I was going through the source of strlen for glibc. They have used magic bits
to find the length of string. Can someone please explain how it is working.
Thank you
Let's say this function is looking through a string -- 4 bytes at a time, as explained by the comments (we assume long ints
are 4 bytes) -- and the current "chunk" look like this:
'\3' '\3' '\0' '\3'
00000011 00000011 00000000 00000011 (as a string: "\x03\x03\x00\x03")

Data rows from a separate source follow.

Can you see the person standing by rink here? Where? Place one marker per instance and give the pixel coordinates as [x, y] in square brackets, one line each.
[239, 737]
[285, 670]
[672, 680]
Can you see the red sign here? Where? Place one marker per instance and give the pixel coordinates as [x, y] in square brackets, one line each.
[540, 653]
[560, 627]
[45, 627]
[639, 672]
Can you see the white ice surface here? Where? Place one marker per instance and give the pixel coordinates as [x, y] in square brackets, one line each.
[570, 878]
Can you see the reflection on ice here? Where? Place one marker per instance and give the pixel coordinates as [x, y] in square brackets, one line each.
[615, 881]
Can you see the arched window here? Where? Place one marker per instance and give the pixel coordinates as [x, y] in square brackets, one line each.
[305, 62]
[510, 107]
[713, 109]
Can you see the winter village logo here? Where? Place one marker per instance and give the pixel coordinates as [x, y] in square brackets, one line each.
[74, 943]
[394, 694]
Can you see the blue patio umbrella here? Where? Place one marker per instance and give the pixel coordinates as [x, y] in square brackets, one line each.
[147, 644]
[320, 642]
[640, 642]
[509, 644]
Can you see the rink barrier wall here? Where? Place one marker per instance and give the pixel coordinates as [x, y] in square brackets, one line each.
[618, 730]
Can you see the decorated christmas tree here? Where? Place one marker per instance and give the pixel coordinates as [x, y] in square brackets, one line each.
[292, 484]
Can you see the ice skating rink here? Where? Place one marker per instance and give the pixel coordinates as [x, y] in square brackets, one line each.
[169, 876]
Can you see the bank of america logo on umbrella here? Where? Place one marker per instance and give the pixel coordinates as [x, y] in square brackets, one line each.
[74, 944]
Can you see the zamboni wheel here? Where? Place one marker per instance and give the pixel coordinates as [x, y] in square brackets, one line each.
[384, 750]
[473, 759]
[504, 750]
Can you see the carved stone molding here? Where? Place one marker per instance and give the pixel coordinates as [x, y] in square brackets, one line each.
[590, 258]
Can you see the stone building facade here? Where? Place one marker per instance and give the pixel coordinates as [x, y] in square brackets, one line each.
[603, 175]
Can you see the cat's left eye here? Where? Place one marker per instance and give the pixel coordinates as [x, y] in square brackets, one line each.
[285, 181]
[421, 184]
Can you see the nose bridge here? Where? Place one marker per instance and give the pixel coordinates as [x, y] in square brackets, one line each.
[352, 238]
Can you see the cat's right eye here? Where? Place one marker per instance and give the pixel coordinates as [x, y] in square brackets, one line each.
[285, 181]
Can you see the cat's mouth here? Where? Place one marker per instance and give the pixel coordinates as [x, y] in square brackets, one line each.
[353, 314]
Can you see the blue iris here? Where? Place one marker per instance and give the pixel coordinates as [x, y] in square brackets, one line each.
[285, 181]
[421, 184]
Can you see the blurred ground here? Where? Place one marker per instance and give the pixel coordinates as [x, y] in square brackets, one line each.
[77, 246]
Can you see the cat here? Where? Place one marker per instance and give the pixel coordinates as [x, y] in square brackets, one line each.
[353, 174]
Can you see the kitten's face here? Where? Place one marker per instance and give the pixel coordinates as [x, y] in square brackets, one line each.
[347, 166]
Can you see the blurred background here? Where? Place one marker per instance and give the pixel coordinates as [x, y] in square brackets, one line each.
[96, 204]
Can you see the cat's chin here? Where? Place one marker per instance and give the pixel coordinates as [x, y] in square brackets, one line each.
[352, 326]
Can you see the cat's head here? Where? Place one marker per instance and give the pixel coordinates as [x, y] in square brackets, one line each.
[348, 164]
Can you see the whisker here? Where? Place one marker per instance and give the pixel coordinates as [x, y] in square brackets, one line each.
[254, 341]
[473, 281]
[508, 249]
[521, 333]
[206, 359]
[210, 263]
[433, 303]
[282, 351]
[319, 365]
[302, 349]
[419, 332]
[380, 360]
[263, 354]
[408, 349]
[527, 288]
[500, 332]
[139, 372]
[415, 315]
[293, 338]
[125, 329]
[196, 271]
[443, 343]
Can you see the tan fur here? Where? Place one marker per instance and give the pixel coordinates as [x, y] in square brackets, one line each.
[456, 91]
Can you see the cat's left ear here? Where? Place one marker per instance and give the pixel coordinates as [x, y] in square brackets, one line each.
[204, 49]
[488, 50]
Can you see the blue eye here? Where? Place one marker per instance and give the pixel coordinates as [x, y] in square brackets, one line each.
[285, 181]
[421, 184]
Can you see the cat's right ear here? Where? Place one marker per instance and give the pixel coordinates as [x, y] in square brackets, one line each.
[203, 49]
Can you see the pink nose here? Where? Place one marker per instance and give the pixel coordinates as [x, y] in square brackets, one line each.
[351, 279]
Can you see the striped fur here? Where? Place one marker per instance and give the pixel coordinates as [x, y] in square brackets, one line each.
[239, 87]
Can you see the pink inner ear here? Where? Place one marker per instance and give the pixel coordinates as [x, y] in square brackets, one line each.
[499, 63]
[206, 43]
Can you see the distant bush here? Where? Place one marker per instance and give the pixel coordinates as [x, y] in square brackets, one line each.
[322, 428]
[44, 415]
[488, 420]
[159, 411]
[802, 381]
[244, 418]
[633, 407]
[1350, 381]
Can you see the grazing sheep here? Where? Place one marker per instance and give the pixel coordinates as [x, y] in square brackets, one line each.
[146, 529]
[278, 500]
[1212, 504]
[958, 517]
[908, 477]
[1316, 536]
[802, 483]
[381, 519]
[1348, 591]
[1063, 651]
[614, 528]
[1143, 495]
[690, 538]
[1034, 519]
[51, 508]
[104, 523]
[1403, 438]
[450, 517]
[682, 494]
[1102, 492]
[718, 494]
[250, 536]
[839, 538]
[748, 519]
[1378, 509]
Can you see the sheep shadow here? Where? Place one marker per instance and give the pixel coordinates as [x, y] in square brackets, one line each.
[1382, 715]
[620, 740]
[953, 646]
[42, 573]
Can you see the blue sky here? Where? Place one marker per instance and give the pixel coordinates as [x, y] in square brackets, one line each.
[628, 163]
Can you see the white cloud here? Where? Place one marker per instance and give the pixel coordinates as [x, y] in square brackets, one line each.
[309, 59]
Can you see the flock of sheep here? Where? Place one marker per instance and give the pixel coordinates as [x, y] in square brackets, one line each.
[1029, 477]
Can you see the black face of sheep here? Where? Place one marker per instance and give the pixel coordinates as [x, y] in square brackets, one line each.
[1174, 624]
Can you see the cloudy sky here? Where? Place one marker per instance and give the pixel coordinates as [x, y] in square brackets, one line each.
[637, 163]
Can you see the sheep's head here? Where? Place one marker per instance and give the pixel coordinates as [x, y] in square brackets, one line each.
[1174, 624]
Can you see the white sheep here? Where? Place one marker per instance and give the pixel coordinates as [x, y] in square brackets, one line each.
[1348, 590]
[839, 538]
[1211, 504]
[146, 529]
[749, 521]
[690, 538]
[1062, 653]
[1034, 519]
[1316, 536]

The strlen function is just looking for the first zero byte in this string. It first determines, for each 4-byte chunk, whether there's any zero byte in there, by checking this magic_bits
shortcut first: it adds the 4 bytes to this value:
01111110 11111110 11111110 11111111
Adding any non-zero bytes to this value will cause the 1's to overflow into the holes marked by zeroes, by propagating the carries. For our chunk, it'd look like this:
11111111 111111 1 1111111 Carries
00000011 00000011 00000000 00000011 Chunk
01111110 11111110 11111110 11111111 Magic bits
+ -----------------------------------
10000010 00000001 11111111 00000010
^ ^ ^ ^
(The hole bits are marked by ^
's.)
And, from the comments:
/* Look at only the hole bits. If any of the hole bits
are unchanged, most likely one of the bytes was a
zero. */
If there's no zeroes in the chunk, all of the hole bits will get set to 1
's. However, because of the zero byte, one hole bit didn't get filled by a propagating carry, and we can then go check which byte it was.
Essentially, it speeds up the strlen calculation by applying some bit addition magic to 4-byte chunks to scan for zeroes, before narrowing down the search to single byte comparisons.